(COLUMBUS, Ohio) — Ohio’s attorney general plans to announce the “next steps toward accountability” following last month’s toxic train derailment in East Palestine, his office said.
Ohio Attorney General Dave Yost will detail the next steps regarding the Norfolk Southern Railway incident during a virtual press conference on Tuesday at 2 p.m. local time, according to his office.
About 50 cars of a freight train operated by Norfolk Southern derailed in a fiery crash on Feb. 3, sending toxic chemicals into the air, soil and creeks in the area. Amid concerns an explosion could take place, officials intentionally released and burned toxic vinyl chloride from five rail cars, sending a large ball of fire and a plume of black smoke filled with contaminants high into the sky.
The U.S. Environmental Protection Agency has ordered Norfolk Southern to pay for the cleanup of the train wreck and chemical release.
The incident has caused lingering concerns and anxiety for residents of East Palestine, located near the Ohio-Pennsylvania border, as well as increased scrutiny of railway regulations and calls for reform.
Jennifer Homendy, chair of the National Transportation Safety Board, which is investigating the incident, called the derailment “100% preventable.”
The NTSB announced last week it would launch a special investigation of Norfolk Southern’s safety and culture. The last time the NTSB made such a move was in 2014, when it investigated Metro-North for several significant accidents.

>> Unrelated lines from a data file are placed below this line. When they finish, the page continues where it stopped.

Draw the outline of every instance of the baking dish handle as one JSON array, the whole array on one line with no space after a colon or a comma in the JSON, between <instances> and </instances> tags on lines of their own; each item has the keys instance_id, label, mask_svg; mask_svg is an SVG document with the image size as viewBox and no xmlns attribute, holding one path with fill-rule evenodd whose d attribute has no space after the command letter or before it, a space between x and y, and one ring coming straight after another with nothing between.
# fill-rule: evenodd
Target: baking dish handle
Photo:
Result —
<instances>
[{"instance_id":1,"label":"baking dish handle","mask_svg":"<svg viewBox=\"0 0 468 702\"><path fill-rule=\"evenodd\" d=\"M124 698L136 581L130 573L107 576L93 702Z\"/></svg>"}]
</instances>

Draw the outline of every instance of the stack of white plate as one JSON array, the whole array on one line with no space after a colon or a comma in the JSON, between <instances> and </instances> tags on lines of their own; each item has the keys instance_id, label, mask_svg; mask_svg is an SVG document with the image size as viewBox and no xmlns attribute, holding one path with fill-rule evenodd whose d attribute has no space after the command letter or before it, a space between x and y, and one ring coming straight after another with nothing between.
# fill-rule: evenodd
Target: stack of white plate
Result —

The U.S. Department of Transportation’s Federal Railroad Administration also announced last week that it will conduct a safety assessment of Norfolk Southern’s railway safety operations “following multiple safety incidents.”
Washington lawmakers grilled Norfolk Southern CEO Alan Shaw on Thursday about the East Palestine disaster during their first hearing on railroad safety held in the wake of the incident.
On the eve of his Senate testimony, Shaw said the Atlanta-based company was committed to improve rail safety in a Washington Post op-ed.
“We are not waiting to act” while the NTSB investigates what happened in East Palestine and probing Norfolk Southern’s safety culture overall, Shaw wrote.
“We are firmly committed to the residents of East Palestine and the surrounding communities in Ohio and Pennsylvania,” Shaw continued. “Many of the people I’ve met are angry, scared and concerned about the future. I understand their skepticism that a big corporation such as Norfolk Southern will do the right thing, and we are determined to earn their trust.”
Norfolk Southern unveiled a safety plan last week based on preliminary findings of the NTSB’s ongoing investigation, which has so far indicated that an overheated wheel bearing likely caused the East Palestine derailment.